Geoff Ashley writes:
In August of 1553, Switzerland, home of the reformer John Calvin. Two months later he was executed. To read many internet articles, Calvin systematically stalked and slaughtered any person who dared oppose him. This picture of Calvin painted by his critics is a caricature greatly distorting the truth.
Before harshly judging Calvin a heartless tyrant, let us first hear the facts of the case. Here are a few things to consider:
1. Heresy was a capital crime in Geneva. Unlike the modern, Western separation of church and state, the world Calvin inhabited was one in which no such division existed. To be guilty of theological error was to be guilty of criminal offense. This political system existed as the norm for the vast majority of the world. Indeed, all the Protestants and Roman Catholics who were consulted at the time agreed with the execution.
2. Calvin was not the ultimate authority in Geneva. He certainly was no dictator as he is often portrayed by the misinformed. The magisterial council (who formally decided the case) opposed Calvin (who was not a citizen of Geneva) and used the trial to demonstrate their authority over him. Calvin did not have final power to condemn or save Servetus.
3. Servetus was not condemned for Arminianism, but for Pelagianism (the denial of original sin), Modalism (an anti-Trinitarian heresy), Pantheism (a rejection of the fundamental distinction between Creator and creation) and other serious theological errors. To read most internet sensationalism, Calvin opposed anyone who opposed Calvinism. In truth, he opposed anyone who opposed the gospel.
4. Nearly two decades earlier, Servetus asked Calvin to leave the safety of Geneva to discuss their differences. Though Calvin was wanted by the authorities in the area in which they were to meet, he went at the risk of his own life to reconcile Servetus to the truth of the gospel. Servetus never showed.
5. Calvin corresponded with Servetus before and during his imprisonment, imploring him to recant. One letter read, “I neither hate you nor despise you; nor do I wish to persecute you; but I would be as hard as iron when I behold you insulting sound doctrine with so great audacity.” Reflecting later, Calvin wrote, “I reminded him gently how I had risked my life more than sixteen years before to gain him for our saviour. I would faithfully do my best to reconcile him to all good servants of God. Although he had avoided the contest I had never ceased to remonstrate kindly with him in letters. In a word, I had used all humanity to the very end, until he being embittered by my good advice hurled all manner of rage and anger against me.”
6. Calvin visited Servetus in prison and prayed with and for him. J.I. Packer stated, “Calvin, for the record, showed more pastoral concern for Servetus than anyone else connected with the episode.”
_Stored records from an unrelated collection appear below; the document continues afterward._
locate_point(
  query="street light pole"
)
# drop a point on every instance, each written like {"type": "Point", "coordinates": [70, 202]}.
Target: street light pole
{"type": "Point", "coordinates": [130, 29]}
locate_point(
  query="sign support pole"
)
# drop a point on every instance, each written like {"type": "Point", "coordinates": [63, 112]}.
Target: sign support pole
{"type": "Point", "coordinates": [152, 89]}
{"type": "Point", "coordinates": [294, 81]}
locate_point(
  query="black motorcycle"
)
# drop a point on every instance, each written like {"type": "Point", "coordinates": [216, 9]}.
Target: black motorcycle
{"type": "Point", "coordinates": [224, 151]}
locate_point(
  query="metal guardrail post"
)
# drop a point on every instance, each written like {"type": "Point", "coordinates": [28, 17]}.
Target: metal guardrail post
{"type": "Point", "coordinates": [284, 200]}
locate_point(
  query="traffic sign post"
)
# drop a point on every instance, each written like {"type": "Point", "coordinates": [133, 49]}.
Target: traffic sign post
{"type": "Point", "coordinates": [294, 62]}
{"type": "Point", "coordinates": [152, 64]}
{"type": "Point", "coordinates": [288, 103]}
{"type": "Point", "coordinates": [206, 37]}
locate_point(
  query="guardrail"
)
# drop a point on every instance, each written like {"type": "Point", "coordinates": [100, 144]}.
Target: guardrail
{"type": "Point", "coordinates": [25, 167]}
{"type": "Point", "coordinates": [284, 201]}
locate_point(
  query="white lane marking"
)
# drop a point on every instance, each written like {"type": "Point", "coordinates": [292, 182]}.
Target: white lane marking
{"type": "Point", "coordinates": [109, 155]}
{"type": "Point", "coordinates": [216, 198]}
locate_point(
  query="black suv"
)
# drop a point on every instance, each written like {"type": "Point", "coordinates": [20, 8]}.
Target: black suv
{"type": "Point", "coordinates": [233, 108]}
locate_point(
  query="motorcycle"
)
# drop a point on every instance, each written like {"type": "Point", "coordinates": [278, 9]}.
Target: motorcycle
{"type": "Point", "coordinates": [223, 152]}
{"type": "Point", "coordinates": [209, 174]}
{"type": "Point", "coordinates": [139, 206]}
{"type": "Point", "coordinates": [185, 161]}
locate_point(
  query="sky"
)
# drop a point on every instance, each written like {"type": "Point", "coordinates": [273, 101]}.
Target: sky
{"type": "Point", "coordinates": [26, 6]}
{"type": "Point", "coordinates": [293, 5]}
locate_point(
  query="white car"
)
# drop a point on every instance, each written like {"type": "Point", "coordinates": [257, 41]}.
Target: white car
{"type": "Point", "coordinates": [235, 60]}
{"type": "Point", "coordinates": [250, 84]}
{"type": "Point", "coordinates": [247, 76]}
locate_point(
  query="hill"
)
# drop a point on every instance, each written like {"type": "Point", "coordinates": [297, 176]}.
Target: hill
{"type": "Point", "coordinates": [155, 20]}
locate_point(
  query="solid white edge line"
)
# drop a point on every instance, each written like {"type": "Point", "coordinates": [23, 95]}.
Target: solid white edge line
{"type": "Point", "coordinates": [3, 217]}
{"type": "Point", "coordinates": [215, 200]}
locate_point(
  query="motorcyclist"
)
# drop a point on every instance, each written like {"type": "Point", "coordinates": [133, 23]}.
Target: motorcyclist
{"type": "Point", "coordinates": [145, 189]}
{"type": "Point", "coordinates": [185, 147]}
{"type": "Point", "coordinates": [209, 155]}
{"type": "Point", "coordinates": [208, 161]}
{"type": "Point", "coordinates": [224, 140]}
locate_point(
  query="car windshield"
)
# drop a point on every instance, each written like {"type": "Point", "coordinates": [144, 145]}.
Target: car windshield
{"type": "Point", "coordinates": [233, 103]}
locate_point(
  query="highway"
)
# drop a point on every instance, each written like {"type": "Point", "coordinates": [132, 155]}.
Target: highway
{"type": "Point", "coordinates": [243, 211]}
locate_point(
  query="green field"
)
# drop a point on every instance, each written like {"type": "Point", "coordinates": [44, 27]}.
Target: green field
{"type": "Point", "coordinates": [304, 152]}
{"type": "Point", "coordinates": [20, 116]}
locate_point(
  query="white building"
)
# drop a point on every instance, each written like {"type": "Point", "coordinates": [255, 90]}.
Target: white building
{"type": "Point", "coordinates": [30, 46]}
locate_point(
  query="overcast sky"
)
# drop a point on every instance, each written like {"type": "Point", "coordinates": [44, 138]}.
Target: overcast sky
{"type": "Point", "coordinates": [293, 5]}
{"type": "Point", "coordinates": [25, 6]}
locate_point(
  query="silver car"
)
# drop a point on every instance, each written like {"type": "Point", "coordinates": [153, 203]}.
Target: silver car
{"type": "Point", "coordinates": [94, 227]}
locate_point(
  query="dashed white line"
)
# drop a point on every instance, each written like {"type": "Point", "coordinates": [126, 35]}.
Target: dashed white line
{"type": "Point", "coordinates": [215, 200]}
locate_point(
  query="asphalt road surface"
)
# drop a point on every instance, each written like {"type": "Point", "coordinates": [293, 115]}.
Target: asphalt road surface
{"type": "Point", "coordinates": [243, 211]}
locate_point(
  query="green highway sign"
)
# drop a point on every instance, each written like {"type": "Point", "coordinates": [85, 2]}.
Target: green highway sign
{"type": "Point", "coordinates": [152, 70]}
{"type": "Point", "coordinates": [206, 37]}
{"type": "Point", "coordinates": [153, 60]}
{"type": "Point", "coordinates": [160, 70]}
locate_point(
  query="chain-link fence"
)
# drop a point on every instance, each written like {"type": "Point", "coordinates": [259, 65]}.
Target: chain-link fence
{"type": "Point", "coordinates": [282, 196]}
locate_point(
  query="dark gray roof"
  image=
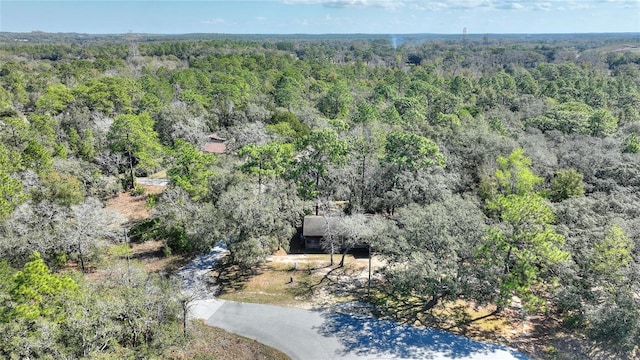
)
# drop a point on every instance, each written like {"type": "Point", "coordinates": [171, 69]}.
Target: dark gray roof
{"type": "Point", "coordinates": [314, 225]}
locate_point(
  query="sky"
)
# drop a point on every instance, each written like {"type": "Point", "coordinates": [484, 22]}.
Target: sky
{"type": "Point", "coordinates": [321, 16]}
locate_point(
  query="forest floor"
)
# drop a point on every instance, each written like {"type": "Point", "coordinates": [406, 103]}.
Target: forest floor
{"type": "Point", "coordinates": [308, 281]}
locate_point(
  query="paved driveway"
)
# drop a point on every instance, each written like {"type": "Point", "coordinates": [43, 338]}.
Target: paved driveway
{"type": "Point", "coordinates": [313, 335]}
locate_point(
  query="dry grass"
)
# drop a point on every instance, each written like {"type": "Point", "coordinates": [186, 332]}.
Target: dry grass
{"type": "Point", "coordinates": [134, 207]}
{"type": "Point", "coordinates": [151, 255]}
{"type": "Point", "coordinates": [298, 281]}
{"type": "Point", "coordinates": [214, 343]}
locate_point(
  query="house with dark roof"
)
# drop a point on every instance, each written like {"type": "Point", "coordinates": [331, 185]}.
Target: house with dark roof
{"type": "Point", "coordinates": [314, 229]}
{"type": "Point", "coordinates": [215, 144]}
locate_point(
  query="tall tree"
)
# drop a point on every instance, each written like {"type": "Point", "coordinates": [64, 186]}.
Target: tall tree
{"type": "Point", "coordinates": [134, 137]}
{"type": "Point", "coordinates": [265, 161]}
{"type": "Point", "coordinates": [522, 248]}
{"type": "Point", "coordinates": [319, 150]}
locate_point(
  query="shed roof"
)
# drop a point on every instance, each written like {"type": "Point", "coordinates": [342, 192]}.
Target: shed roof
{"type": "Point", "coordinates": [215, 136]}
{"type": "Point", "coordinates": [314, 225]}
{"type": "Point", "coordinates": [214, 147]}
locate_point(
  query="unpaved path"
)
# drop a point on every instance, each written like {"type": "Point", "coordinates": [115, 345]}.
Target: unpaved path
{"type": "Point", "coordinates": [329, 335]}
{"type": "Point", "coordinates": [337, 332]}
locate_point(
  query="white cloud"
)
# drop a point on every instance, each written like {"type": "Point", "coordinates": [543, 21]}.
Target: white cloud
{"type": "Point", "coordinates": [215, 21]}
{"type": "Point", "coordinates": [387, 4]}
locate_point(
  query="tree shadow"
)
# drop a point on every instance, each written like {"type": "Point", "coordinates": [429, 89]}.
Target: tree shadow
{"type": "Point", "coordinates": [230, 278]}
{"type": "Point", "coordinates": [370, 336]}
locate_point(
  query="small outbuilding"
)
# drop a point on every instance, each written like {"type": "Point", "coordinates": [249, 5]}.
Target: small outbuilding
{"type": "Point", "coordinates": [215, 144]}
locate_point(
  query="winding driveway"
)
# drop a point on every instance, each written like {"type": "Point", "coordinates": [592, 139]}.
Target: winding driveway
{"type": "Point", "coordinates": [329, 335]}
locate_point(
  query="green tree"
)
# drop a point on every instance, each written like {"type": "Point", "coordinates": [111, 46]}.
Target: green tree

7. As Bruce Gordon wrote, “Heresy was a capital offense, but Calvin did not want Servetus to die.” When the council ordered execution by burning at the stake, Calvin alone intervened to appeal for a more merciful beheading. The council refused.
Of Calvin’s role in the Servetus affair, the historian Paul Henry writes:
…a nearer consideration of the proceeding, examined from the point of view furnished by the age in which he lived, will completely exonerate him from all blame. His conduct was not determined by personal feeling; it was the consequence of a struggle which this great man had carried on for years against tendencies to a corruption of doctrine which threatened the church with ruin. Every age must be judged according to its prevailing laws; and Calvin cannot be fairly accused of any greater offence than that with which we may be charged for punishing certain crimes with death.
While we might disagree that Calvin is completely exonerated from all criticism in the case, the actual circumstances should greatly temper the rabid accusations which are often leveled at him.
Calvin and the leading reformers of his day approved the death of a heretic. But does this blemish invalidate the whole of their teaching? Do David’s actions regarding Bathsheba and Uriah nullify the Psalms? Does Peter’s cowardice and prejudice negate his epistles? There is only One Who has ever perfectly passed the litmus test of character. Such unfortunate failures and flaws in His people highlight all the more the grace God lavishes on such dreadful sinners as us.
Years later, on the verge of death, Calvin wrote, “With my whole soul I embrace the mercy which [God] has exercised towards me through Jesus Christ, atoning for my sins with the merits of his death and passion, that in this way he might satisfy for all my crimes and faults, and blot them from his remembrance…I confess I have failed innumerable times to execute my office properly, and had not He, of His boundless goodness, assisted me, all that zeal had been fleeting and vain…For all these reasons, I testify and declare that I trust to no other security for my salvation than this, and this only, viz., that as God is the Father of mercy, he will show himself such a Father to me, who acknowledge myself to be a miserable sinner.”
We have on the books a Federal law against treason, which can be punished by death. Shall we repeal it, or should we debate what is meant by treason? While we’re at it, might we reflect on what “treason” might have meant to 16th century Geneva?